The SWAP gate swaps the state of the two qubits so that in the computational basis $|01\rangle \rightarrow |10 \rangle$ with a matrix representation given by:
\begin{bmatrix} 1 & 0 & 0 & 0 \\ 0 & 0 & 1 & 0 \\ 0 & 1 & 0 & 0 \\ 0 & 0 & 0 & 1 \\ \end{bmatrix}
What I found interesting (but not necessarily surprising) is that the matrix representation of the SWAP gate is independent of the basis used, e.g. in the polar basis we also have $|+-\rangle \rightarrow |-+\rangle$ and the matrix representation is the same. As such the SWAP gate can be interpreted as swapping the qubits independent of the basis used. It's also relatively straightforward to check that this holds for any basis $\alpha |0\rangle + \beta |1\rangle$, $\beta^* |0\rangle - \alpha^* |1\rangle$.
Now my question is whether there are other such gates (2- or n-qubit) that have a basis independent interpretation of their action. Mathematically I guess this would translate to the unitary matrices $U_G$ satisfying:
\begin{equation} \left(U_b^{\otimes n}\right)^\dagger U_G U_b^{\otimes n} = U_G \end{equation}
for any $2 \times 2$ unitary matrix $U_b$.
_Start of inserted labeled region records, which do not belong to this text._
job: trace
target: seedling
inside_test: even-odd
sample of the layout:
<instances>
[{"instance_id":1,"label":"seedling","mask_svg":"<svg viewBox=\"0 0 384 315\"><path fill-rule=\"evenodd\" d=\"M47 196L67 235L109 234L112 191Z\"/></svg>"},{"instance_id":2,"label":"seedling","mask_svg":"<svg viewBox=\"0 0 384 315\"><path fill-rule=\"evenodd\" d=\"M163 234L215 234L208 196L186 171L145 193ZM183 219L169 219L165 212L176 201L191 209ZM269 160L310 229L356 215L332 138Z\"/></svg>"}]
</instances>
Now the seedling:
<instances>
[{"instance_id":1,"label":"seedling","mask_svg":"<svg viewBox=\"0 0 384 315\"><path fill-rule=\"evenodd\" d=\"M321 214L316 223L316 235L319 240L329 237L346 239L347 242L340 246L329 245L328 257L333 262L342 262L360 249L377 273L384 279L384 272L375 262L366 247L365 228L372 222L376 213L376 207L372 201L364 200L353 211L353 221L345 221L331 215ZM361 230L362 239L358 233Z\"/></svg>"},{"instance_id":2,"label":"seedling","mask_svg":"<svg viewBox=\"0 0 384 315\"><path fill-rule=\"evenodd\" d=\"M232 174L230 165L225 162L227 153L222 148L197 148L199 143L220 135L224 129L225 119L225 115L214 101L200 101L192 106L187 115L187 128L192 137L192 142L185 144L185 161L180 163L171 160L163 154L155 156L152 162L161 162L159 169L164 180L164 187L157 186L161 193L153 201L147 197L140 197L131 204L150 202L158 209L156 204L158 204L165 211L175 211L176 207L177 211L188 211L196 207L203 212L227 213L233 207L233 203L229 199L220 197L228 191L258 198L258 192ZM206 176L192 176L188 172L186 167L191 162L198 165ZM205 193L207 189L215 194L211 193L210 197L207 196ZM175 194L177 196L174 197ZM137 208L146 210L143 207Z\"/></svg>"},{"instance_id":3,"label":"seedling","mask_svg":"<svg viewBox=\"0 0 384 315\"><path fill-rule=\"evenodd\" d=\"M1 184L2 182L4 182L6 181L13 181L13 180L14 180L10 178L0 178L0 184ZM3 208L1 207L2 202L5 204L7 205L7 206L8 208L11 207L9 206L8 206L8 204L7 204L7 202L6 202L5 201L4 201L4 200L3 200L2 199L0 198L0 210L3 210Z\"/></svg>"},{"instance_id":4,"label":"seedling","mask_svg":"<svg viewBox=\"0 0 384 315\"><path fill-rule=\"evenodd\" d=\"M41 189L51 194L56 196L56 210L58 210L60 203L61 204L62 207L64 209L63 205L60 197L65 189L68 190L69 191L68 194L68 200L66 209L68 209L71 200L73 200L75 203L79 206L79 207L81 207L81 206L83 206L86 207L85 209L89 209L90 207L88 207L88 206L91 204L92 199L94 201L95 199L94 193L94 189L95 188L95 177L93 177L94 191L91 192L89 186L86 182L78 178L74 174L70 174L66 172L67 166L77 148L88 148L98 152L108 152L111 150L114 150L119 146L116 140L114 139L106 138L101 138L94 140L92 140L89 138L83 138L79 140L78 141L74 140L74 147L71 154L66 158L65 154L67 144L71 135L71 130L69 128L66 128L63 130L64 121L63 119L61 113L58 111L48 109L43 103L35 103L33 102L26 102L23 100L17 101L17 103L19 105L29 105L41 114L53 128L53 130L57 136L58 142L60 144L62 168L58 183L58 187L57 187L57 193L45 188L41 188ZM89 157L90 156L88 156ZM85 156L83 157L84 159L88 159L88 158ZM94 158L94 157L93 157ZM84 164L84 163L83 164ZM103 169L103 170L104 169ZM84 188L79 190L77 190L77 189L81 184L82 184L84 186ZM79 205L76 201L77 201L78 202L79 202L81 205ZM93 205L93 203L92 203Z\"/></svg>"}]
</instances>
I guess one (not super interesting) example would be any arbitrary sequence of m SWAP gates as this would result in:
\begin{equation} U_G = \prod_m\left(I^{\otimes k_m}\otimes U_{\text{SWAP}} \otimes I^{\otimes n-k_m-2}\right) \end{equation}
which satisfies the requirement as a result of the single SWAP gate satisfying the requirement. However I was hoping there might other more interesting gates that are basis independent or some interesting mathematical details on the set of such gates.